Should I just wrap everything? Or should I double-write everything?
Ami about 15 years

Thanks. I'm just concerned about having to read every byte with .get(i) instead of [i], since .get(i) involves a method call whereas [i] is done in the bytecode.
Stu Thompson about 15 years

That seems like an awfully "fine grained" performance concern, and smells like premature optimization to me. The JVM is good about stuff like this. Benchmark it to prove it to yourself one way or the other.
BoraKurucu about 15 years

Correct me if I am wrong. You are looking for fast way of doing I/O operations. Correct??
Ami about 15 years

Actually, I'm just looking for fast ways of doing I, but I'm also looking for ways of processing the buffers with the minimum amount of buffer copies.
Stu Thompson about 15 years

Do you have benchmarks showing a performance penalty because of the method call above? I cannot imagine it being more than minor, and would think there would be other areas more ripe for tuning. Taking a scientific approach to these things trumps all. Hmmm...might investigate over the weekend just for fun! :)
Stu Thompson about 15 years

Also, I have to ask, what version of Java are you using?
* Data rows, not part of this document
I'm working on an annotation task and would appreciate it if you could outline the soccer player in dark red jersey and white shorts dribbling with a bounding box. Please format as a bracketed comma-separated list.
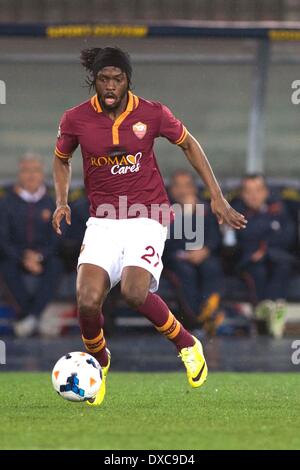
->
[53, 47, 246, 406]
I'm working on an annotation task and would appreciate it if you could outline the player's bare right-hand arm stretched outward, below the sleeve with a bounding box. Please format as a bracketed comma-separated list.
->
[178, 133, 247, 230]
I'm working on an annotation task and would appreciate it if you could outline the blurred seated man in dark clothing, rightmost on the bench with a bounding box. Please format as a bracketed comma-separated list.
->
[234, 174, 296, 336]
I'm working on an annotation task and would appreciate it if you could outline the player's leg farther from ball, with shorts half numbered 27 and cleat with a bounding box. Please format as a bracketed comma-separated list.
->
[121, 219, 207, 387]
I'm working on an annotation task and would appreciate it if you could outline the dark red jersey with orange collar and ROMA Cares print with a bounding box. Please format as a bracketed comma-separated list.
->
[55, 91, 187, 221]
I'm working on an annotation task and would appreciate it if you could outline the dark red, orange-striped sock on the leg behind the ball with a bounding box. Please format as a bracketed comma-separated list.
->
[79, 312, 108, 367]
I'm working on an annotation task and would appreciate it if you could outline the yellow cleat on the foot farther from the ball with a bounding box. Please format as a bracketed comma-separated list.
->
[178, 336, 208, 388]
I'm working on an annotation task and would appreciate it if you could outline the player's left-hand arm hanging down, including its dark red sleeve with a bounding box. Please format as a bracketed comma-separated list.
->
[52, 112, 78, 235]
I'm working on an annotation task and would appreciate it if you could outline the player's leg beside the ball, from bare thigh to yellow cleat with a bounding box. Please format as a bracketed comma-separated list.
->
[77, 263, 110, 406]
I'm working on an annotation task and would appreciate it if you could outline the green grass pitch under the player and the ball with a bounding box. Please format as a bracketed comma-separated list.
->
[0, 372, 300, 450]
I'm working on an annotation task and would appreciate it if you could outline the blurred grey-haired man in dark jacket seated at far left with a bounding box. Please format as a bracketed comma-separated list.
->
[0, 154, 61, 336]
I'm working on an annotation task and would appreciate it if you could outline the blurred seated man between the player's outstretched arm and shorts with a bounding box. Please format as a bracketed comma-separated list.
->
[164, 170, 223, 323]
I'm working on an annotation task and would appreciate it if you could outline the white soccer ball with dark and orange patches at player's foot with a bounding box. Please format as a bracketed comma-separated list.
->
[52, 352, 102, 401]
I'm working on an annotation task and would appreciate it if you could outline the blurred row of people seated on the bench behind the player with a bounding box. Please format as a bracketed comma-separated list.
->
[0, 153, 300, 337]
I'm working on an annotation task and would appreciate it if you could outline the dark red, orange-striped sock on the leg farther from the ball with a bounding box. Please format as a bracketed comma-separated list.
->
[138, 292, 195, 351]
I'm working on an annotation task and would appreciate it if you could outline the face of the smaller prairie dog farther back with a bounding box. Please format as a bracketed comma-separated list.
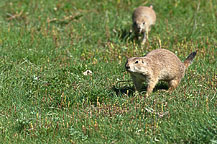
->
[133, 18, 149, 33]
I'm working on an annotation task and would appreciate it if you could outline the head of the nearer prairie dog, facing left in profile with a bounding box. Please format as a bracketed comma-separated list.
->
[125, 57, 149, 75]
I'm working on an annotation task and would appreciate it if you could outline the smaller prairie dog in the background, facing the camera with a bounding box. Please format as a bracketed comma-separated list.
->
[132, 5, 156, 44]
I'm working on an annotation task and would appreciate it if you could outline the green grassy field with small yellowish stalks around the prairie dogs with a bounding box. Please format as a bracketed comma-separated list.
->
[0, 0, 217, 144]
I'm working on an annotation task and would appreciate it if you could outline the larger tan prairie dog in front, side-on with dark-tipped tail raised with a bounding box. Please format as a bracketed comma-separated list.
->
[125, 49, 197, 96]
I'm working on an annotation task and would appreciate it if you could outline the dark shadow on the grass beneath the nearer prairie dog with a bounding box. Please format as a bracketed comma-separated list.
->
[112, 82, 169, 96]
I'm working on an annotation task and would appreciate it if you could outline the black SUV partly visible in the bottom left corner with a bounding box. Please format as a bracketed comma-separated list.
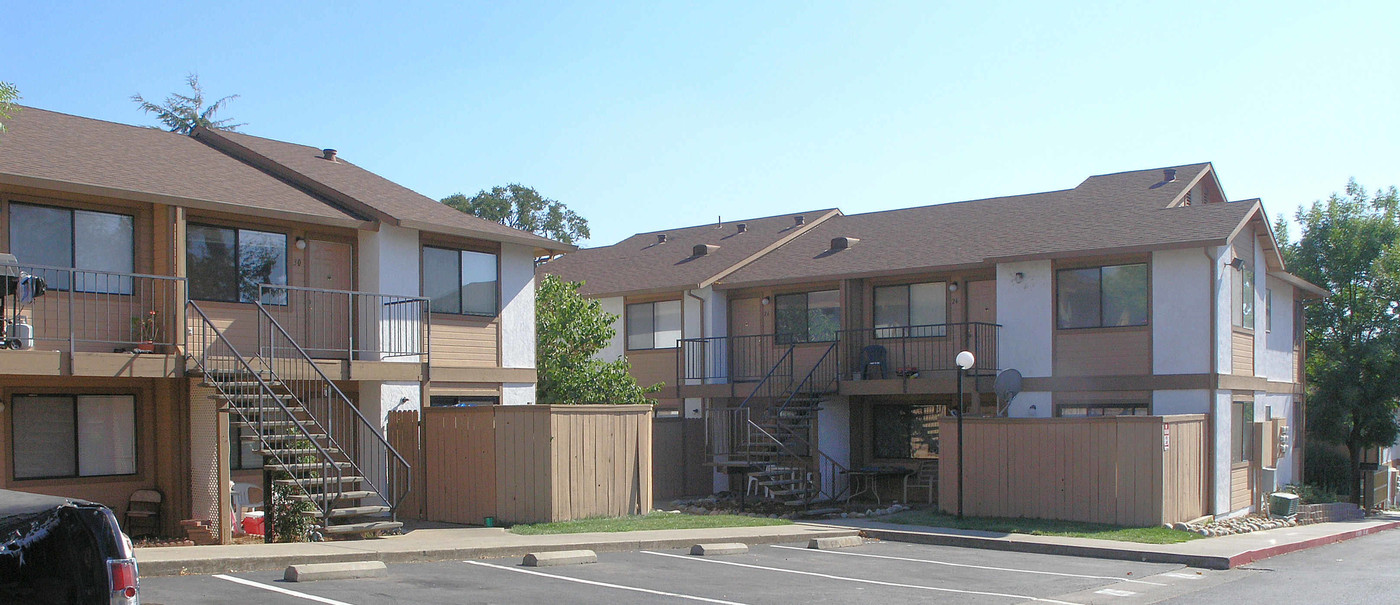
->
[0, 490, 141, 605]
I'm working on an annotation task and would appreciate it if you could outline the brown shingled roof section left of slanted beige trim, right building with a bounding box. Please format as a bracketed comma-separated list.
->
[540, 209, 840, 297]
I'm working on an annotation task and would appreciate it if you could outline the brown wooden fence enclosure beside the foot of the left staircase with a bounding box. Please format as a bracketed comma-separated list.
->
[389, 405, 652, 525]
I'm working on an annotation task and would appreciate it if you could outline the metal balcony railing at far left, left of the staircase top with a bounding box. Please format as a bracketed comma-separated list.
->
[0, 265, 186, 353]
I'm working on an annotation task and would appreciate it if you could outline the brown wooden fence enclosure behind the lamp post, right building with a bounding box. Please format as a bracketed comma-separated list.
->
[938, 415, 1210, 527]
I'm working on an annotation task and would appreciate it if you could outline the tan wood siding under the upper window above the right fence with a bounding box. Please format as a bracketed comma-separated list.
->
[1054, 328, 1152, 375]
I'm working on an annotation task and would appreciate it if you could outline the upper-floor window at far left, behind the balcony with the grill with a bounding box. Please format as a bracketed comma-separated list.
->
[10, 203, 136, 294]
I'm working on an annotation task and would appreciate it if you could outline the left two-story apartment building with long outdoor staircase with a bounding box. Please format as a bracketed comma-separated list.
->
[0, 108, 571, 535]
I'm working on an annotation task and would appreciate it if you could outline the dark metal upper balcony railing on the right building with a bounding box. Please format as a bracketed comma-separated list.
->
[678, 322, 1001, 398]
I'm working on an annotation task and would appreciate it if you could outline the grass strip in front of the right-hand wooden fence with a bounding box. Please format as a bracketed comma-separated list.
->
[872, 511, 1201, 543]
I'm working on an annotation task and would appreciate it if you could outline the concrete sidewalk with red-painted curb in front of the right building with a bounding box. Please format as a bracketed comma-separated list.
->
[822, 515, 1400, 570]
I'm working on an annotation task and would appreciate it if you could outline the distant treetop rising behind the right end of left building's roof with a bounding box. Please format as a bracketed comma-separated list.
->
[442, 183, 588, 244]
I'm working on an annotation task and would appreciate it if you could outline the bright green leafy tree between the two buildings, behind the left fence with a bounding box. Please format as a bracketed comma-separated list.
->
[535, 276, 662, 403]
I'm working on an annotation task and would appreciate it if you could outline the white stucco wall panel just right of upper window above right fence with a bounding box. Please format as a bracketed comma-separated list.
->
[1152, 248, 1211, 372]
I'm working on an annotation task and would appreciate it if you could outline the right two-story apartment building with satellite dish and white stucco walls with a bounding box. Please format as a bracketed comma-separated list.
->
[545, 164, 1326, 514]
Each major release has seen considerable improvements in JVM performance. If your task is that performance sensitive, you should be on Java 6.
Ami almost 15 years

I agree. It sucks. I can't believe that ByteBuffer doesn't implement array(). On the other hand, we did some performance tests, and we found that it's sometimes faster to use .get() with a memory-mapped file than to use programmed-io, and it's sometimes faster to use programmed-io. It's very weird. But there is more variance on programmed-io than on memory-mapped files.
Vishy over 12 years

A byte[] has to be on the heap. A memory mapped block of memory has to be outside the heap. It would be nice if the distinction were transparent, but I prefer to use the getLong/putLong method of a ByteBuffer anyway (these are much faster with using native ordering)
dma_k about 12 years

@GauravSaini: Do you refer DeferredOutputStream from Apache commons-io? I can't find such class in Javadoc for v2.3 & v2.2.